Le nouveau décret généralise l’occultation des adresses personnelles pour l’ensemble des personnes physiques dirigeantes et des associés indéfiniment responsables, indépendamment de la justification d’un risque particulier. Cette mesure, conforme au Règlement général sur la protection des données (RGPD), vise à préserver la sécurité et la vie privée tout en continuant d’assurer la transparence du monde des affaires. L’occultation automatique des adresses personnelles répond à l’exigence de minimisation des données et d’adéquation entre la collecte et la finalité poursuivie.
La jurisprudence européenne avait déjà rappelé que l’intérêt général exige la publicité de certaines informations au RCS, mais que cette publicité ne doit pas aller au-delà de ce qui est nécessaire pour atteindre cet objectif. Le décret du 22 août 2025 s’inscrit dans le respect de cet équilibre, en limitant la publicité des données personnelles à ce qui est strictement nécessaire.
Il est à présent possible de demander l’occultation des informations personnelles telle que le domicile personnel des dirigeants ou associés indéfiniment responsables dans (i) les informations figurant au registre du commerce (sur le kbis par exemple), (ii) dans des actes déjà déposés au greffe et (iii) pour les actes à compter du décret.
Lorsque l’information à occulter est incluse dans un acte, il convient de déposer via le guichet unique une version occultée et une version non occultée / confidentielle de l’acte, avec une demande de confidentialité à remplir. L’INPI propose un modèle sur son site.
Désormais, seules des informations limitées concernant les personnes physiques resteront librement accessibles au public via le RCS, telles que leur nom, prénom, mois et année de naissance, commune de résidence (à l’exclusion de l’adresse exacte), conformément à l’article L. 123-52 du Code de commerce.
L’accès intégral aux données personnelles reste possible pour certaines autorités, administrations, professions et organismes dans le cadre de leurs missions, sous réserve des garanties prévues par le décret et le RGPD.

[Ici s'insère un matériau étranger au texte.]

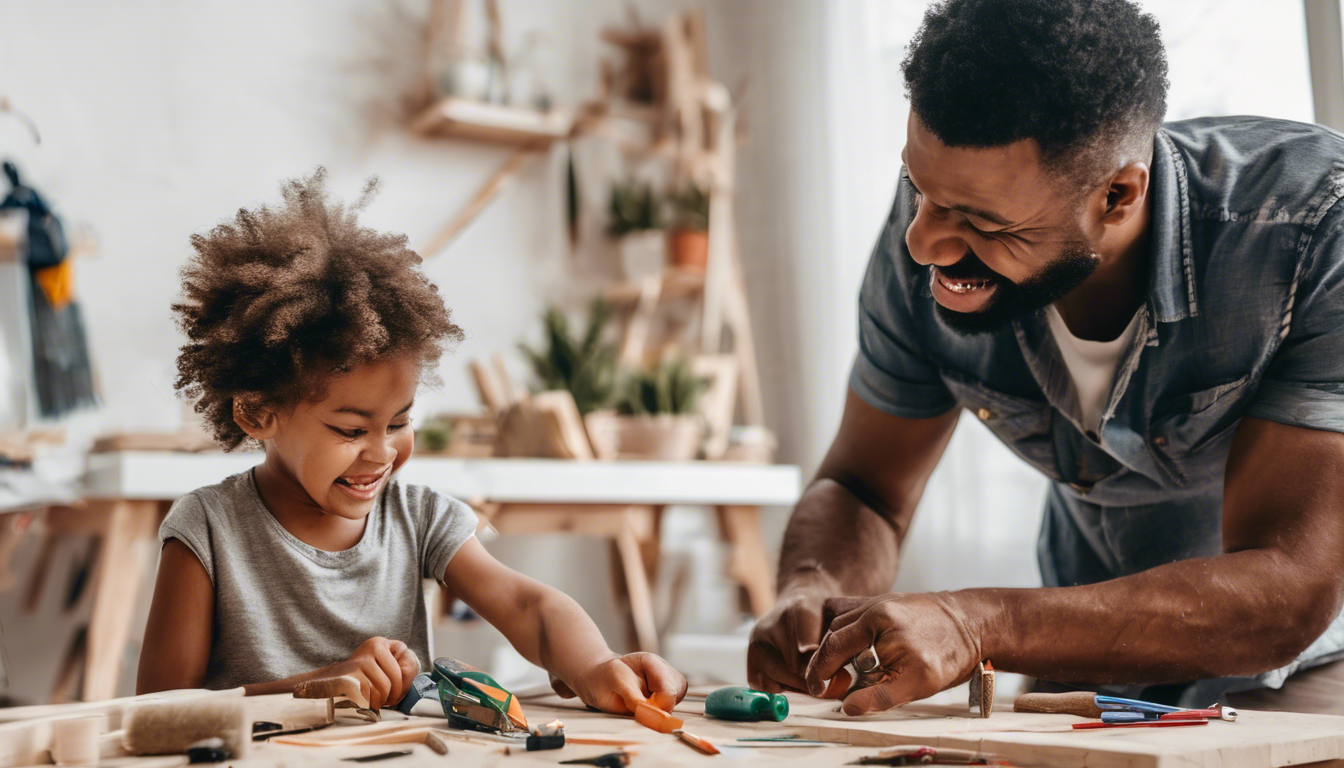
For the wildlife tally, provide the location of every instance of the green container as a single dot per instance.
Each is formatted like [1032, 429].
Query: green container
[741, 702]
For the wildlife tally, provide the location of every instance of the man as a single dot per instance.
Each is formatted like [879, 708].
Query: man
[1151, 315]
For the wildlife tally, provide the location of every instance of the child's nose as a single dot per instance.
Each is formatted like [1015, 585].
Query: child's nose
[381, 451]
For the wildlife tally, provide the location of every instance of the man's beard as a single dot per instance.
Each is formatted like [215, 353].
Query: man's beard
[1015, 300]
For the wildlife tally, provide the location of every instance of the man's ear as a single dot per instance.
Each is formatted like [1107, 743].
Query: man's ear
[1125, 194]
[258, 421]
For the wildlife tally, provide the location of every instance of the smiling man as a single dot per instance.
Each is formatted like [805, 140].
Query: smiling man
[1153, 318]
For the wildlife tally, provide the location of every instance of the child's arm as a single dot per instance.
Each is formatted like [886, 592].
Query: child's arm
[553, 631]
[182, 616]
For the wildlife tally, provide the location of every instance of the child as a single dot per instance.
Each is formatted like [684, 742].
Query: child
[309, 334]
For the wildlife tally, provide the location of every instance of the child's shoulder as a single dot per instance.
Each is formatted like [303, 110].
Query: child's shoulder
[211, 506]
[207, 514]
[422, 501]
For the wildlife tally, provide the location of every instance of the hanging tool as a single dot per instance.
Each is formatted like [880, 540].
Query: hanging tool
[743, 704]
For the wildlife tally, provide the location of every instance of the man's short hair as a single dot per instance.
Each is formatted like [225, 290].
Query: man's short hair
[1085, 78]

Les personnes concernées peuvent s’opposer à l’utilisation de leurs données à des fins de prospection. Cette opposition, prévue par le RGPD et le Code de commerce, sera portée à la connaissance du public et des administrations
Le décret du 22 août 2025 marque une étape majeure dans la protection de la vie privée des dirigeants et associés de sociétés en France. Il consacre juridiquement la pratique jusqu’alors marginale et réservée à des situations exceptionnelles, en l’étendant à l’ensemble des dirigeants et associés indéfiniment responsables, tout en maintenant la transparence nécessaire à la sécurité juridique des affaires. À l’avenir, toute évolution législative ou jurisprudentielle devra veiller à préserver cet équilibre entre transparence économique et sécurité des personnes concernées.
Ce nouveau dispositif est l’occasion de rappeler l’importance de communiquer au greffe des informations exactes et à jour pour les dirigeants dans la mesure où ces derniers peuvent être destinataires de courrier de la part du greffe du tribunal de commerce, voire de convocations (entretiens de prévention par exemple).